In terms of speed, JSTS isn't using Haversine calculations and distances, there is no way that A geodesic buffer can even come close in speed to a planar buffer in speed. And the Current buffer only seems to do Haversine North and south and nothing in between, When I look at the sheer area of error I still am at a loss for why More GIS people aren't also pushing for this. Perhaps It would make sense to have three functions, one called PlanarBuffer which would be best for local coordinates systems, One called FastGeodesicBuffer, and one called TrueGeodesicBuffer (yours)

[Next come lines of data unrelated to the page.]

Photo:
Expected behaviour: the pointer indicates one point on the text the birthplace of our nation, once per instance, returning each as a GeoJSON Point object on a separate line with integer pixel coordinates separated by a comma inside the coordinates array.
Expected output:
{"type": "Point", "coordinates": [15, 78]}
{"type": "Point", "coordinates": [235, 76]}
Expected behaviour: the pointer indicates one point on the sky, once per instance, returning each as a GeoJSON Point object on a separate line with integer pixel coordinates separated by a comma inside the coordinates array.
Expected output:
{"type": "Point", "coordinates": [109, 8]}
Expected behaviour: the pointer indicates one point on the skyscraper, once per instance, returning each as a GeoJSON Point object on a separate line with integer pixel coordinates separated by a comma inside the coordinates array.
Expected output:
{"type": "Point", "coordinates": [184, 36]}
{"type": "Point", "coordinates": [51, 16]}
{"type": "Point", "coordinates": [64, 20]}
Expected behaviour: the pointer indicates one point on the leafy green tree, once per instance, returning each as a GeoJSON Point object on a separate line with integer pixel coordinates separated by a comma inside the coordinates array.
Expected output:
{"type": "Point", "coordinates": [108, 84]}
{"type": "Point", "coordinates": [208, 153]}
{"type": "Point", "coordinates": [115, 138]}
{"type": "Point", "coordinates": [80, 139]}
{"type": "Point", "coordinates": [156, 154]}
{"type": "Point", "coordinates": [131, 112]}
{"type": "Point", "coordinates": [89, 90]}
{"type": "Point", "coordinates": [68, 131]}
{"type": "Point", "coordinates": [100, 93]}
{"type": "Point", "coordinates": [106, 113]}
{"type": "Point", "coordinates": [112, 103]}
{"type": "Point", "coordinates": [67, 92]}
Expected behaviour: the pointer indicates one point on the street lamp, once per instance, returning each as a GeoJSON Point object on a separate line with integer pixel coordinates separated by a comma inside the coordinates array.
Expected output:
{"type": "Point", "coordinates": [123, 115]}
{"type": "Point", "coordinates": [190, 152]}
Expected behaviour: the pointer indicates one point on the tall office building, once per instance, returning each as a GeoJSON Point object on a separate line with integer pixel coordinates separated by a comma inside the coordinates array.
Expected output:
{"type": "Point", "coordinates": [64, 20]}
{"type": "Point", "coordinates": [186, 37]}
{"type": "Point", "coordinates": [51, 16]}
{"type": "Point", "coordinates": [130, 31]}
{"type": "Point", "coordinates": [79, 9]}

Got past the warnings on npm install When I try to load the script the requires error out. var simplepolygon = require('simplepolygon'); var destination = require('@turf/destination'); var bearing = require('@turf/bearing'); var helpers = require('@turf/helpers'); var union = require('@turf/union'); var difference = require('@turf/difference'); var simplify = require('@turf/simplify');
is there a javascript library that is missing?
When I try to load the script the requires error out.
General rule of thumb: if you see an error, specify it. What is the error? What is the exact text of the error message?
I was missing the browserify command
On Feb 16, 2017 3:06 PM, "Tom MacWright" [email protected] wrote:
When I try to load the script the requires error out.
General rule of thumb: if you see an error, specify it. What is the error? What is the exact text of the error message?
— You are receiving this because you were mentioned. Reply to this email directly, view it on GitHub https://github.com/Turfjs/turf-buffer/pull/33#issuecomment-280460502, or mute the thread https://github.com/notifications/unsubscribe-auth/APQv9_em9SEsqJcJhFEoExQip9xODf3Qks5rdLpbgaJpZM4Iz2pa .
An update: Turf has been modularised, and turf-buffer
has been replaced by @turf/buffer
. I pushed my geodesicconvolution
branch to master in my fork. Hope this makes it a bit more visible and easy to try out for those who want!
I'm very interested in seeing a geodetic buffer in turf. Did this discussion die off or move somewhere else?